John T.: The night that I became a Christian, my Young Life leader, I had never really been around a Christian man at all. My mom never … my dad left her when I was 2-months old. My mom never remarried and it was my Young Life leader. It was—
John T.: –FCA. But with me, with Young Life, this big ex-offensive tackle, Chico State stud, football guy showed up with our Young Life leader. And I’d go to his home and I’d watch how he treated his kids and how he prayed a blessing over his kids. And I would go mow his yard, just so I could hang out and (Laughing) be around that family.
But the night that I came to know Christ, he handed me a Bible and he gave me, underlined a passage. It was Hebrews 13:5. And guess what Hebrews 13:5 is, B, the second part. It says, “For He Himself”—that’s Jesus—”has said, ‘I will never leave you, nor forsake you.’
Well, he tells me (Laughing), So, John, you can appreciate this. He goes, “Okay, go home and read that 100 times.”
John F.: Hm.
John T.: And I thought he was serious. Okay, now he was being metaphorical. He meant, go home and read this verse a lot, but I’m thinkin’ he’s serious, right? So, I read, “For He Himself has said, I will never leave you nor forsake you.” I put a mark, like one, two, three, four, like a checkmark.
Jim: So, you did it all the way to 100.
John T.: Well, I get to about 60 and I start weeping and I wasn’t a crier. I’m still not a crier, but it was like, all of a sudden, you know how God’s Word just floods over you and I think Doug knew with my dad having bailed out and not getting the blessing from him, I needed to know, well, you know, that’s not the only kind of dad out there.
John F.: Hm.
John T.: Your heavenly Father is never gonna leave you nor forsake you. Jesus is never gonna bail out on you. And once you understand that deeply, okay, all of a sudden now, I was able then later on to take my dad to a really nice restaurant and ask his forgiveness for being so angry and I used to hate him. And then I became a Christian and just intensely disliked him, you know. (Laughter)
Jim: It’s a step in the right direction.
John T.: Right, and then I finally realized, if I don’t forgive him, I’m gonna become just like him.
John T.: And so, again, I think what we’re not saying it, well, what’s the blessing? It’s not just the … I think it’s important to realize, did we get it or didn’t we? We gotta be honest with that, because for so many people, you take your average normal child and put him in a home where they don’t get the blessing and they can search all their life to feel acceptable and they’ll never feel that way. So, they need to reverse the curse, but in our relationship with Christ and then with their own kids, man, they can reverse that. They can learn how to give the blessing.
John F.: Well, we’re talking about a hugely important concept, the blessing, on today’s “Focus on the Family” with Dr.
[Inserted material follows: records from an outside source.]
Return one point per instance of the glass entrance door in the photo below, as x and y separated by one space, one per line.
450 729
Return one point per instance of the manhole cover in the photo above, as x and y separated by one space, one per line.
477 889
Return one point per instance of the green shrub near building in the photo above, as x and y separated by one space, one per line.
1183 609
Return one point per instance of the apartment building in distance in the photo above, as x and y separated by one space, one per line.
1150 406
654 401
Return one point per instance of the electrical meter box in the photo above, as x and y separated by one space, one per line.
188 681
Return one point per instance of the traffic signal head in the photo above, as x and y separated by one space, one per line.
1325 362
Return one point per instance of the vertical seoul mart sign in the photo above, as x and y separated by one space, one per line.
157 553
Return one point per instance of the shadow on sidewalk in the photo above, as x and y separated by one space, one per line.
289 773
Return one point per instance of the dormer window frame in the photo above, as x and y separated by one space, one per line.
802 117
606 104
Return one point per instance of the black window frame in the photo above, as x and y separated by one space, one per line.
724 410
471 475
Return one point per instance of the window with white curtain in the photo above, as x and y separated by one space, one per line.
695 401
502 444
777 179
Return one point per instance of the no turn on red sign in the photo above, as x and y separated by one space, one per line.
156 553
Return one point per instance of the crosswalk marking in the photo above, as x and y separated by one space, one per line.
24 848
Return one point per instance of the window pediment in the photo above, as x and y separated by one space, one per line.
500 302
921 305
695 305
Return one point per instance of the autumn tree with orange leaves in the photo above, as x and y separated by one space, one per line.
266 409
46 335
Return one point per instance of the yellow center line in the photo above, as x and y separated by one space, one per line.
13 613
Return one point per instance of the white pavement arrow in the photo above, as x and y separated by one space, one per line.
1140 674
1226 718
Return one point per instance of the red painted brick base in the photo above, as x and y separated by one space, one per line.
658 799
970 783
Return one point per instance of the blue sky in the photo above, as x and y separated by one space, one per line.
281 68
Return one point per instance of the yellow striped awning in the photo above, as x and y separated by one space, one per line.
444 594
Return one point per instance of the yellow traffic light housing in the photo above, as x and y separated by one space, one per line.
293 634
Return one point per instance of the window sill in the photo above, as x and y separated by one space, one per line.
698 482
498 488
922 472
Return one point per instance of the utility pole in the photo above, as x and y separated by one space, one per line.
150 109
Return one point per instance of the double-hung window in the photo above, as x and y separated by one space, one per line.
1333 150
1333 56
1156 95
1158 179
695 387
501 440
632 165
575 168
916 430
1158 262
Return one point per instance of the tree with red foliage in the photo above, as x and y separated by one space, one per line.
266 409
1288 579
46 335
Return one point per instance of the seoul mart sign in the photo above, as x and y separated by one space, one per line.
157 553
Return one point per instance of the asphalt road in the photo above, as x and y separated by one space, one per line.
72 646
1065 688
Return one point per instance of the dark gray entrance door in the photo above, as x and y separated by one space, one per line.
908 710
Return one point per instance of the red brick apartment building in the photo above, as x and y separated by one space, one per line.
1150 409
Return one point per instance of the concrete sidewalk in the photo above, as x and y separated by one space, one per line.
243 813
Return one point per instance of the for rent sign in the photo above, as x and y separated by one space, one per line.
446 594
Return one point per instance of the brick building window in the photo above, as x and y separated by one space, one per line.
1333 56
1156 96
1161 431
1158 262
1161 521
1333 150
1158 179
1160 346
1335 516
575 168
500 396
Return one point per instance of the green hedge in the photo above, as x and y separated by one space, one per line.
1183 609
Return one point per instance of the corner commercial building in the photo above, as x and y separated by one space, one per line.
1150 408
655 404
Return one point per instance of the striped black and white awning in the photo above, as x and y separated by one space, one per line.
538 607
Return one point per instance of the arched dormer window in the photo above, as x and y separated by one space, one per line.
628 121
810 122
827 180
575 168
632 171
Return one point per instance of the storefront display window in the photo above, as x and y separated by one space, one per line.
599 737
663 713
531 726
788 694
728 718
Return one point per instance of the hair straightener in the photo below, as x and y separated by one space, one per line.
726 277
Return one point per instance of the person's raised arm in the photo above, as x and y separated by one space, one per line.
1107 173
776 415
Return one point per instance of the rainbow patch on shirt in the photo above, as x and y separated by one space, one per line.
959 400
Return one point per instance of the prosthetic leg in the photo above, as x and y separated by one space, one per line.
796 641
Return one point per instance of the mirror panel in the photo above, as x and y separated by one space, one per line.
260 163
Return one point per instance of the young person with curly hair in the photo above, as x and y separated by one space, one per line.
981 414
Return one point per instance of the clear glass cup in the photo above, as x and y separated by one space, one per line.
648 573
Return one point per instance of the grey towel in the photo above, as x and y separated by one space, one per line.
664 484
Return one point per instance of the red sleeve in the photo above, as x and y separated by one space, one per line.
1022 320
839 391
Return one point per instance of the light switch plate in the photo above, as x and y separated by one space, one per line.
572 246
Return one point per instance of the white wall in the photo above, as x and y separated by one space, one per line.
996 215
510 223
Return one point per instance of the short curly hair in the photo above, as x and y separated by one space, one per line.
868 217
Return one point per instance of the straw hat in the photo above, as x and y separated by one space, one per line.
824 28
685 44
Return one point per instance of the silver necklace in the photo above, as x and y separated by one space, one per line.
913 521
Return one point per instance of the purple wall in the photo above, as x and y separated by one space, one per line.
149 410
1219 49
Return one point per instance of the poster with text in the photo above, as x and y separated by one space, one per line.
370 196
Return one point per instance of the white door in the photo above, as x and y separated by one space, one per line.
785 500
John Trent and we’ve got the CD and download and the mobile app, so you can give this another listen later on. You know as a parent it’s vital that we understand and put into practice this concept, from Dr. John Trent. And we’ll encourage you to get a copy of The Blessing DVD-based conversation kit. We’ll send that as our thank you gift when you generously support Focus on the Family with a donation of any amount. Just call for details. Our number is 800-A-FAMILY, 800-232-6459.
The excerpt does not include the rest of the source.